From the Chairman
Bright-Sided: What Does It Tell Us?
By Neal H. Mayerson
Chairman, VIA Institute on Character
Barbara Ehrenreich’s book
Bright-Sided is getting a lot of attention. I have only read about her book and heard her interviewed about it, so my comments are not about her book as much as about the media coverage she is getting.
As far as I can tell, this media attention speaks to many people’s inherent appreciation of the complexity of being human and a reaction against what they perceive as efforts to oversimplify and make things shallow. People take offense at assertions that their struggles in life might be simply dealt with by practicing a few things such as gratitude, mindfulness, and managing their positivity ratios. They know that their discontent with ineffective governments or selfish people is justified and they don’t want to be neutered by a
community value to “be positive.” They have a healthy suspicion about prescriptions to just focus on the positive and ignore the problems.

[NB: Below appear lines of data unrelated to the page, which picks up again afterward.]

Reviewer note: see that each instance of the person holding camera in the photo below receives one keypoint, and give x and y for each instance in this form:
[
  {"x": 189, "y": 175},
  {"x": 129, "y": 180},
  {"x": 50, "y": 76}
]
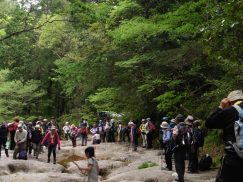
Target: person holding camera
[{"x": 225, "y": 117}]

Has positive psychology become known as the purveyor of an oversimplified, one-sided approach to life? To some degree it has. The public has expressed great interest in the topic of “happiness” as evidenced by media coverage and publishers’ choices of books and titles to promote. They print things that will sell, and people have been buying “happiness”. Of the original three legs of the positive psychology stool, positive personality traits (character) and positive organizations have received much less attention than positive affect. We are seeing a backlash now from this relative imbalance as well as from the assertion by some that positive psychology is only concerned with the plus side of life.

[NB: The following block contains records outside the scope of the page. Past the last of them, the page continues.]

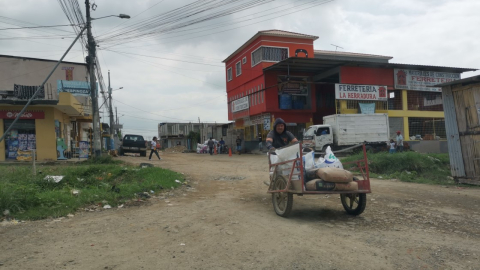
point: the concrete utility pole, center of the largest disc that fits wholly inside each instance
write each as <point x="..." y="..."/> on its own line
<point x="110" y="106"/>
<point x="93" y="89"/>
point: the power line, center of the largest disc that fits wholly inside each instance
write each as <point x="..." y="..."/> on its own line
<point x="31" y="27"/>
<point x="169" y="59"/>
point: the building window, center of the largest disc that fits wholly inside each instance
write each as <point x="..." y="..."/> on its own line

Positive psychology is the scientific study of what’s best about human beings and how we create our best lives. Our lives are a series of ups and downs, and therefore, to live our best lives means to be our best in the various situations we experience in our lives. Positive psychology is expanding the tools we have to live our lives. These tools can be used to build our “dream homes” AND to repair things in our existing homes that have broken. Martin Seligman, often called the “father of positive psychology,” has always said that positive psychology is meant to complement and NOT supplant the rest of psychology. It is the other half of the loaf of bread, not the entire loaf.
I suppose all of us involved in positive psychology can do a better job of providing a more holistic and balanced perspective when we are teaching, publishing, or being interviewed by the press.